Melinoe - Winter, 1915



1 November 1915

Enyo is afraid, something she has worked hard to hide but I can still see it. She's afraid that she'll be uncontrolled. I tried to reassure her that the handlers would never let us go unchecked. I tried to tell her that the Deimos network would never lose control. We hold each other accountable, we hold each other up, we keep one another going. We keep each other safe...

8 November 1915

...She's afraid, still. She wants so much, things that even I don't know, but she insists she will never achieve them. "It's not my place," she says. Her place. What is our place in all of this?...

15 November 1915 

We are turning the tide of the war, our feet on the cobblestones make craters that will be known for years. Enyo wants the glory but doesn't consider the danger. Or maybe she does and isn't willing to pay a price for our hard work. I know war. War is death but sometimes it feels too far away to be real. And others it's chasing me down the alleys, stealing my breath and my sleep.

We may be gods in this war, pulling the strings to the secrets that surround us, but I know that for every success there is one more man who loses his life, leaving his family. Leaving his daughters.

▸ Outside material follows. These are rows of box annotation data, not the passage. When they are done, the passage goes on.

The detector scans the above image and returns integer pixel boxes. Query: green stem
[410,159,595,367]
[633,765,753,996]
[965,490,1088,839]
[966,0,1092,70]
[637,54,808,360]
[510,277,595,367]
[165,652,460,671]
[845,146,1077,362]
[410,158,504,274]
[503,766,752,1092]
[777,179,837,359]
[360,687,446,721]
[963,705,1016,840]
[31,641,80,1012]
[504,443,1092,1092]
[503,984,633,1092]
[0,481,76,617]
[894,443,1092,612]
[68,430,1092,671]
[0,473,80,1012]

Maybe Enyo doesn't want to make more orphans? That's our job, isn't it? We, as gods, play life and death with our codes and messages. our secrets mean life for one side and death for another.

20 November 1915

Maybe Enyo is right to be afraid of our power. Maybe Enyo is always right.

I could never admit that to her. She'd just lord it over me, using it to force me into more lessons and fighting. Her contact from France, the Rook, had made her pull a trigger and now she is obsessed with teaching me how. I don't need to know how to shoot, I'm an operative. I'm a god. I watch, take, and leave before the enemy hears the whisper of my breath. Or I would if I could go on a mission alone.